As the debate about women priests raged in the early nineties, it was clear that much energy was being spent on the topic, trying to persuade people to take on board a particular perspective. At the beginning of January 1994, a priest who was in charge of a predominantly black congregation, boasted about his congregation, “They believe what I believe,” he said. I felt that he clearly had no respect for them and that scared me. Today there are other debates raging and we as priests have become embroiled in them. In our obsession with certain issue based subjects, our eyes have been taken off the very people we have been sent to minister to, while we engage in these self-indulgent arguments about the ‘rightness’ of what we believe. We have suddenly got a hotline to God; we claim our right to become a defender of the Church. I smile at a thought we have forgotten: that the Church is not ours, but belongs to God and he does not need us to protect it.

Some well-established middle class churches have planted new cell church groups in inner-city areas: a part of the ‘Being New Church’ agenda. I find it interesting to note, however, that these new groups are not actually engaging with the working class majority. Instead they are targeting likeminded pockets of individuals. The majority of inner-city urban parishes are desperately in need of administrative resources; of the gifts and skills that are often to be found in abundance in these established churches. Yet through their new vision, it is not to those ‘parishes in need’ that energy is given, but to the setting up of a ‘new church’ of a homogenous nature.

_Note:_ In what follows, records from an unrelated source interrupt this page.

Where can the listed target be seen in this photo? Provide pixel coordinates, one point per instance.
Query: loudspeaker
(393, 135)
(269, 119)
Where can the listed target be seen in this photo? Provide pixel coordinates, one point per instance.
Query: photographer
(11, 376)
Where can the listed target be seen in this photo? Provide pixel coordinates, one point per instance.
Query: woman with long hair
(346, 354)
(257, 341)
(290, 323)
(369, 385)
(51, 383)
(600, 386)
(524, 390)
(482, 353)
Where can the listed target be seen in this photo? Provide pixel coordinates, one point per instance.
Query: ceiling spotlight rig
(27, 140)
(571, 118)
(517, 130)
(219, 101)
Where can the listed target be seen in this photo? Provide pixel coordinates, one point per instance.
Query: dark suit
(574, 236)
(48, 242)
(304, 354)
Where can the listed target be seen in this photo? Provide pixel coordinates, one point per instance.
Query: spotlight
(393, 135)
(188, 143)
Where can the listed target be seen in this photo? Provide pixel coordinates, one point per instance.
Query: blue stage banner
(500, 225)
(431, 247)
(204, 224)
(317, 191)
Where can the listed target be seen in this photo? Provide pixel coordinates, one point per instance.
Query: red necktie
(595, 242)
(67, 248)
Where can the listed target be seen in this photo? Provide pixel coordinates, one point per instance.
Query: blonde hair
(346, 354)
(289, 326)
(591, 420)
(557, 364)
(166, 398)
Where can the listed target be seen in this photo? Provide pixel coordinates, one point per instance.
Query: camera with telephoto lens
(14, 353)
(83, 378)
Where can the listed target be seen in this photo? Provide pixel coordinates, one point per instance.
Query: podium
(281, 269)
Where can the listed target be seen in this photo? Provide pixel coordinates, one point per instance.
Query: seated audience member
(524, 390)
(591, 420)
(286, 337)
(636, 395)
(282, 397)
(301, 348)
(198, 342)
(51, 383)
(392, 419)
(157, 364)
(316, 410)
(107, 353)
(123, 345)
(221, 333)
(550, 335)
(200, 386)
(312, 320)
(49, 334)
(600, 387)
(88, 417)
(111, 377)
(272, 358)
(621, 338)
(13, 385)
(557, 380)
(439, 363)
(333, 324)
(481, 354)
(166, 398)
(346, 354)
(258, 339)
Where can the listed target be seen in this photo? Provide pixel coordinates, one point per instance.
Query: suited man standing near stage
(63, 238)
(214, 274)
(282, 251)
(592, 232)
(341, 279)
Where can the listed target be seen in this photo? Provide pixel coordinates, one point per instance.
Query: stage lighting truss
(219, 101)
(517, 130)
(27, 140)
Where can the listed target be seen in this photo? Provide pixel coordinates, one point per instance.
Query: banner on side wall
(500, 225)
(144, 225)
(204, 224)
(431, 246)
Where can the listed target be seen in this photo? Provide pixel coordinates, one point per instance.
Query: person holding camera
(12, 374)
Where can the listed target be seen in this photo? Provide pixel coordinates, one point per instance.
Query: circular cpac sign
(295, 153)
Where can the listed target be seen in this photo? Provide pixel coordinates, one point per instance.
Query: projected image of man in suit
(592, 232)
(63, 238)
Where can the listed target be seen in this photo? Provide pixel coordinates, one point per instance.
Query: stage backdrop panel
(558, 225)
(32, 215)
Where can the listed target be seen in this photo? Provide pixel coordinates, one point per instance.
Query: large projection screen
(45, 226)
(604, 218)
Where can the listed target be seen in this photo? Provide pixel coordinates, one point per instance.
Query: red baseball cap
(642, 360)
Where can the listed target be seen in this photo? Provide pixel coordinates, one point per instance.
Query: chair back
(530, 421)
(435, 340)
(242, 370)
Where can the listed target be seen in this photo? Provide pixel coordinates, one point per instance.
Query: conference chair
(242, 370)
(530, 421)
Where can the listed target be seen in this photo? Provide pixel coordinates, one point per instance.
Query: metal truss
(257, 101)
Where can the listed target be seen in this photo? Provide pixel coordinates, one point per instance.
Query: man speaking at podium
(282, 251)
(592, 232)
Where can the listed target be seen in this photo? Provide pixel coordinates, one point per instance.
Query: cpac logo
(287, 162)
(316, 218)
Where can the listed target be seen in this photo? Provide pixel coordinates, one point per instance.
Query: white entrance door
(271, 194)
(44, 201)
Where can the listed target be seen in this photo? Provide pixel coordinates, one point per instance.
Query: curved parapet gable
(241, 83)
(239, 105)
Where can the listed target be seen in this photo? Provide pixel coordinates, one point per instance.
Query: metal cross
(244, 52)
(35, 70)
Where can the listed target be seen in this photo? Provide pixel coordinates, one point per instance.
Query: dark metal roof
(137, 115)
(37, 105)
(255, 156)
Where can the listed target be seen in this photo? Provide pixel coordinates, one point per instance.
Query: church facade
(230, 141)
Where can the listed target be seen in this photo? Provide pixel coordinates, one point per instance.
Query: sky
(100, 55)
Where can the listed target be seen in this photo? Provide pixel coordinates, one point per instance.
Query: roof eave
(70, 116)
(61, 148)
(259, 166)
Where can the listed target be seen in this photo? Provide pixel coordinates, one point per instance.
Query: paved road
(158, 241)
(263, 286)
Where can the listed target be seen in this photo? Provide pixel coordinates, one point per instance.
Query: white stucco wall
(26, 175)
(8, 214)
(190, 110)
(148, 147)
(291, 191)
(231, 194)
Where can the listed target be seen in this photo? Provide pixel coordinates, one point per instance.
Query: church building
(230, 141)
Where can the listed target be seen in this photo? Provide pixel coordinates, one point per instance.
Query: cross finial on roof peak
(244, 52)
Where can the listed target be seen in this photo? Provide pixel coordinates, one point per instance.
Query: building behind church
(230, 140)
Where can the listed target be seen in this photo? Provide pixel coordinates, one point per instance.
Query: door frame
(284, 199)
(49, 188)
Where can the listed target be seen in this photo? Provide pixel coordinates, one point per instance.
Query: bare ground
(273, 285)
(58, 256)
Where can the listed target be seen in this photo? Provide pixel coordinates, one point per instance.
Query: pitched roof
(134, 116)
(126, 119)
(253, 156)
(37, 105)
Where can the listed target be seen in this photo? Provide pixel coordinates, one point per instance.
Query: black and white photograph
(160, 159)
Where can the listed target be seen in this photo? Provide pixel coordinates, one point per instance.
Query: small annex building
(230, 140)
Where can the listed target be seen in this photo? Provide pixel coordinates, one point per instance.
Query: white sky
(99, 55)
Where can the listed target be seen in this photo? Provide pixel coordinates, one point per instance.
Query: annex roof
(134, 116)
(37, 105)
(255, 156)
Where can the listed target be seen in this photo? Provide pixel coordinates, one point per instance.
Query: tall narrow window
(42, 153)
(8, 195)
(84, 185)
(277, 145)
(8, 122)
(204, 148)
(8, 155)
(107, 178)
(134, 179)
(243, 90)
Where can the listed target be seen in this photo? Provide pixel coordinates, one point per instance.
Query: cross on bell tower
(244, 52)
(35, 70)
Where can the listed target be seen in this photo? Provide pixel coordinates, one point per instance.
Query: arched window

Back here in Hackney, I have not stopped ‘being church’. I do not regard it as a mission shaped or new church. I am simply living out the Gospel in the place where I have been called. This has meant engaging with youths on the streets, challenging them about the need to be in education; about not carrying knives; about their vulnerability on the streets.

I bring along the widow of a young man stabbed to death by teenagers on the estate, so that the pain they leave behind can confront them. I want them to understand that even though they themselves may not have used the knife, they are implicated by association and their silence.

I engage with the local police, even challenging them too on behalf of the young people: on the way they conduct themselves when approaching members of the local youth community. If they are not careful, the very community they are trying to protect refuses to speak to them, never mind confide in them. I make contact with various agencies on behalf of parishioners and especially on behalf of those who are vulnerable.

I get involved with my local schools and other community agencies. I facilitate consultations that bring together ordinary members of the community and leaders of various agencies to discuss issues of local concerns. I chair the National Committee for Minority Ethnic Anglicans. I conduct worship for the elderly in a Day Care centre for those who have no way of getting to their local church. There is no ‘New Way of being Church’ for them either. I should also add that fundraising for millions is also part of the task, though not something I enjoy. I do not think that a priest should be spending valuable time doing this!

All these activities are just a part of the responsibility that comes with being a priest in a busy inner-city parish. How did I come to be here (How Come mi here)? It was my husband who was invited to look at the post. I came along as a dutiful wife. On the way home, he said, “I don’t think this is right for me.” I replied, saying, “I think this would make a great challenge.”

Nine years later, the congregation has grown. I still love the people I have been called to minister to and every day brings a new challenge.